Today, October 11, 2020, is “National Coming Out Day.” National Coming Out Day is an annual observance that began in 1988. Its ostensible purpose is to celebrate Queer liberation and to honor those who have journeyed toward self-discovery, embraced new self-acceptance, and risked public scrutiny.
While decades of Queer observance, prides, media representations, laws, and practices have ushered incremental movement toward true liberation of Queer indivduals, there is a pervasive message that only certain manifestations of Queerness merit celebration–while others remain in the oppressive margins of mainstream society, on the fringes of public discourse, and at the mercy of continued racial, sexual, and gendered violence.
The “accepted” representations of Queerness are those for which whom you happen to love is the only aberration. That is, outside of sexual orientation, these individuals are accepted for their whiteness, their cisness, their educated-ness, and their socioeconomic status–or the extent to which their performance of these dimensions grants them protection or promotion in mainstream social discourse.
What we see as “acceptance” is merely the willingness to turn a blind eye to the single discrepancy of a same-gender-loving “lifestyle” in favor of subscription to white supremacist capitalist patriacrhal paradigms.
This is a regressive model that tolerates this individual, isolated “anomaly” in exchange for a preservation of a status quo. This is not liberation. Liberation exists in how we reject this status quo, how we redefine paradigms that center non-white and non-cishetero identities, and how we reimagine a world wherein our existence is embraced.
To this point, I reject the label of “gay” to describe by identity. To me, “gay” assumes a preservation of white cisheteronormative hegemonies that define accepted sociocultural and sociopolitical discourse.

This is why I embrace “Queer”.
Queer is different. Queer is abnormal. Queer is deviant.
Black folks, our very existence is queer.
To be Black is a gift. To be Queer is a blessing.
To be Black and Queer is a divine opportunity to live on our terms.
To be Black and Queer is to embrace identities that are aberrant. It is to reject white, patriarchal structures that have punished us for both our skin color and for how we navigate our humanness as social and sexual beings.

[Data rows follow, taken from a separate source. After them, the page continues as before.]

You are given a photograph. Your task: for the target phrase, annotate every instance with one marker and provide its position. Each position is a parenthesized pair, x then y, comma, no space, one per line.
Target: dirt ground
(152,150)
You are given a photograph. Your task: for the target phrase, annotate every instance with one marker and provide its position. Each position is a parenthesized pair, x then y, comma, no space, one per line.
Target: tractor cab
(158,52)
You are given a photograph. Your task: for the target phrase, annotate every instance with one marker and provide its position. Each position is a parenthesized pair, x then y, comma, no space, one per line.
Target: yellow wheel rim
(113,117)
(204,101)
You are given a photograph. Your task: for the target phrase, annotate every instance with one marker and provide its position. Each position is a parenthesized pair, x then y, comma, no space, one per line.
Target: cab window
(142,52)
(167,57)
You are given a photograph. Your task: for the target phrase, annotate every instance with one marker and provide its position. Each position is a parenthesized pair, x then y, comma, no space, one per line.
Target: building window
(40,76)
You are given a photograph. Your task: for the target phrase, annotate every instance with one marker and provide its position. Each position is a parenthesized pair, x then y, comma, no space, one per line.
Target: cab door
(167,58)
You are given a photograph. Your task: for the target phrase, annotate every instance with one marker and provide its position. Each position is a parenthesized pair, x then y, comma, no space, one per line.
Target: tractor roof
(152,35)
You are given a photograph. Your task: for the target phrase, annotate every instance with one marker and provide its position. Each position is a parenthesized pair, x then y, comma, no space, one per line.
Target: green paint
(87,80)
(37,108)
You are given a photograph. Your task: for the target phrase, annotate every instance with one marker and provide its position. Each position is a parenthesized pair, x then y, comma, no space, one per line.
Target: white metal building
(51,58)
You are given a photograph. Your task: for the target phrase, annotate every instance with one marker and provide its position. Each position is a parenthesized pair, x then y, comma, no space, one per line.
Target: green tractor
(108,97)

To be Black and Queer is to realize that we will never be accepted in our fullest authenticity. To be Black and Queer is to realize that we will never be embraced in all of our identities. To be Black and Queer is to recognize the divine opportunity in this realization.
As a Black, Queer man. I have worked very hard to be accepted. In this journey toward acceptance, I have had to acknowledge that this “acceptance” came at the rejection of one or more of my identities. I had to realize that my fullest existence lies outside of the pervasive social fabric. I had to accept that acceptance resides in how I choose to define myself and how I choose to reimagine the world that I create for myself.

I have had to embrace that fact that my expressions are not “normal”. I have had to realize that the binary that separates “friendship” and “relationship” is nonexistent–or at least exists differently. I have had to realize that my “culture” resides both within and outside of “Black” culture and “Queer” culture–it lies in a space that I have created for myself. It lies in a world that I have constructed for myself wherein I feel the safest and most empowered.
To be Black and Queer is to “come out” to a realization that we are not designed to exist in our current world, and that we are equipped with the tools to reconstruct or realities . It is to embrace “Queerness” not as aberration, but as liberation.